Le mince espoir d’une saine concurrence sur la fibre optique belge
Ce vendredi, les régulateurs (fédéral et régionaux) ont exprimé le souhait de consulter les opérateurs pour décider d’un prochain cadre législatif plus favorable aux acteurs alternatifs. Orange le souhaite ardemment. Les autres non.
Le communiqué de l’IBPT diffusé hier aux rédactions belges est éclairant sur le bilan de l’organisme : « A la suite d’une analyse approfondie, les différents régulateurs sont arrivés à la conclusion que les marchés de détail de l’Internet haut débit et de la radiodiffusion télévisuelle demeurent caractérisés par des déficiences concurrentielles ». Autrement dit, les actions entreprises par les régulateurs ces 20 dernières années n’ont toujours pas permis d’installer un marché sain et compétitif en Belgique. Ceux qui ont tenté de briser le duopole Proximus-Voo/Telenet se sont tous cassé les dents. Ou ont été rachetés par un membre du duo.
En cause : les prix d’accès au cuivre et, plus récemment, au câble coaxial restent nettement trop chers pour permettre aux nouveaux entrants de dégager des marges suffisantes pour progresser. Voire pour ne pas perdre de l’argent chaque mois. Concrètement, ces tarifs, régulés, sont calculés sur les offres de gros aux entreprises dont on retire un léger pourcentage. Dans ce cadre, entrer en concurrence avec Proximus et Voo, c’est comme prendre la mer en pleine tempête.
Du coup, l’IBPT et ses comparses souhaitent introduire le mode de calcul basé sur les coûts réels de l’infrastructure. Comme en France où, c’est peu de le dire, la bataille est nettement plus engagée.
Proximus et le câble font de la résistance
Mais, pour y parvenir, le régulateur doit d’abord procéder à une consultation de tous les opérateurs. Elle aura lieu jusqu’au 15 septembre. Tout le monde y répondra, c’est certain. Les alternatifs pour dire à quel point il est temps de bousculer le marché. Les historiques, Proximus et les câblos, pour vivement contester afin de ne pas mettre en danger leurs investissements.

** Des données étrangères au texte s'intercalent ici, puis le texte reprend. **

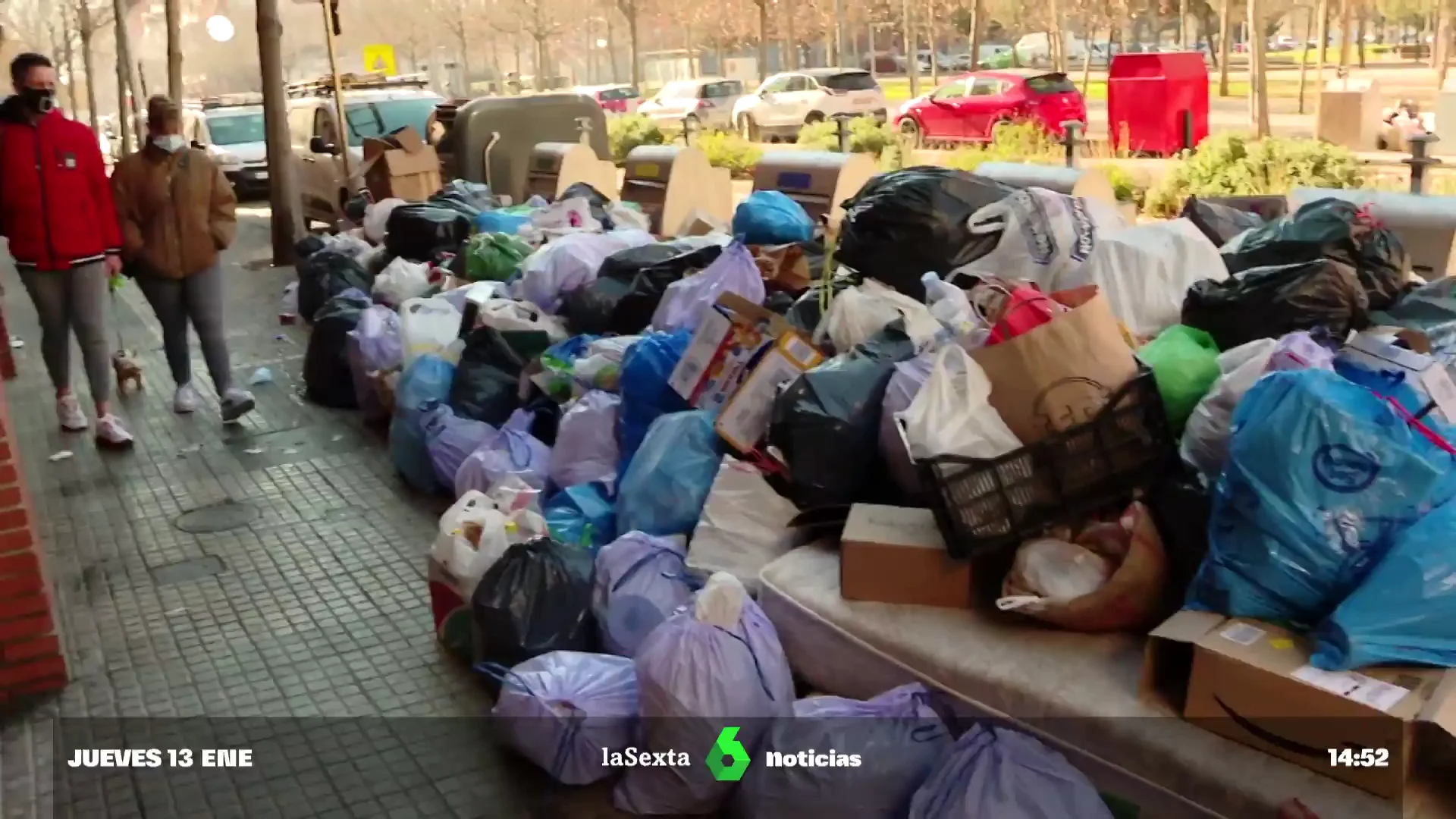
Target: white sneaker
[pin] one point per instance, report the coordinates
(185, 400)
(69, 410)
(109, 433)
(237, 403)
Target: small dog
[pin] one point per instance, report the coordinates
(124, 362)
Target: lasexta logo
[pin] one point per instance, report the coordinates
(728, 760)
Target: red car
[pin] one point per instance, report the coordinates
(613, 99)
(970, 107)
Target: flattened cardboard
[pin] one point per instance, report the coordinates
(1250, 681)
(893, 554)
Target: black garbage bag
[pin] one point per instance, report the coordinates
(910, 222)
(324, 276)
(419, 232)
(327, 376)
(599, 203)
(1332, 229)
(1269, 302)
(1219, 222)
(533, 601)
(631, 284)
(805, 312)
(306, 246)
(826, 423)
(488, 378)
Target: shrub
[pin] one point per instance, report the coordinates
(730, 150)
(629, 131)
(1232, 165)
(865, 136)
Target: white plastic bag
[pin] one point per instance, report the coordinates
(376, 216)
(400, 281)
(1206, 436)
(1044, 235)
(952, 413)
(453, 548)
(859, 312)
(427, 325)
(509, 314)
(745, 525)
(1145, 273)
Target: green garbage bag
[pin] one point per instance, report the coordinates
(1185, 363)
(494, 257)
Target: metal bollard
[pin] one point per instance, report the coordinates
(1072, 139)
(1419, 161)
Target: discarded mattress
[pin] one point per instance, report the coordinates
(1076, 691)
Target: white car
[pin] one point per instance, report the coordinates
(702, 104)
(786, 102)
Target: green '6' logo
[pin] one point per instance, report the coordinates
(728, 760)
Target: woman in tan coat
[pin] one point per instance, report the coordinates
(177, 212)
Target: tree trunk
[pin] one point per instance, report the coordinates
(174, 12)
(1225, 44)
(124, 98)
(912, 57)
(1258, 91)
(764, 39)
(287, 219)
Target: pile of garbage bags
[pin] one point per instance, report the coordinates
(629, 423)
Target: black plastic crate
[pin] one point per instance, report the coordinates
(989, 504)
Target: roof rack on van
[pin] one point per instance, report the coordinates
(324, 86)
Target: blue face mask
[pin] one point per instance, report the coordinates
(169, 143)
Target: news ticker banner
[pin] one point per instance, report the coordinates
(221, 765)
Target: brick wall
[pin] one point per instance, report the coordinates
(31, 659)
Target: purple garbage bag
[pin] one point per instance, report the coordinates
(889, 745)
(564, 708)
(734, 271)
(639, 582)
(510, 450)
(373, 346)
(585, 442)
(450, 439)
(1006, 774)
(905, 385)
(715, 665)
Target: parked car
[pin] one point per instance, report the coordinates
(613, 99)
(702, 104)
(786, 102)
(971, 107)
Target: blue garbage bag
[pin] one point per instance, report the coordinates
(1405, 610)
(1323, 475)
(645, 394)
(422, 387)
(564, 708)
(582, 516)
(664, 488)
(897, 738)
(639, 582)
(995, 771)
(770, 218)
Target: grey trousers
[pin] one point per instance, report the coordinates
(73, 300)
(197, 299)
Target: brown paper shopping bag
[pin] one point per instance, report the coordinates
(1060, 373)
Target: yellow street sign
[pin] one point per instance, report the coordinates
(379, 58)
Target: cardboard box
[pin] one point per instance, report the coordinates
(400, 167)
(893, 554)
(1253, 682)
(727, 346)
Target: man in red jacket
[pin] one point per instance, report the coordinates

Auparavant, ce type ce consultation a toujours débouché sur de très timides décisions. Au mieux, l’IBPT est parvenue à ouvrir le câble. Ce qui semble tout de même la moindre des choses sur un marché compétitif. Mais ce sont Voo et Telenet qui ont finalement décidé du prix. Autant dire que la porte a été quelque peu refermée.
Sauf que, cette fois, il y a Orange. Un géant qui n’a plus l’intention de se laisser faire et qui a sauté sur l’occasion pour répéter à nouveau ses doléances. Les arguments y sont : Proximus et les câblos tiennent 99% du marché. Orange a investit 60 millions d’euros et créé 200 emplois, directs et indirects malgré ce climat hostile. De l’autre côté, Proximus soulignera les dividendes qu’elle dépose annuellement à un gouvernement qui accueille cette bourse miracle à bras ouverts. Les intercommunales, elles, versent leurs bénéfices aux communes. Bref, le lien entre les régulateurs et les opérateurs historiques reste particulièrement solide.
La fibre en ligne de mire
Mais, Orange a tiré une autre flèche antérieurement en proposant à Proximus un co-investissement dans la fibre. La réponse a été cordialement négative. L’initiative n’en reste pas moins astucieuse car elle place les régulateurs devant un dilemme : autoriser une saine concurrence pour diminuer les prix et contenter le citoyen ou maintenir le duopole pour bénéficier des rentrées conséquentes vers les caisses de l’Etat et des Régions.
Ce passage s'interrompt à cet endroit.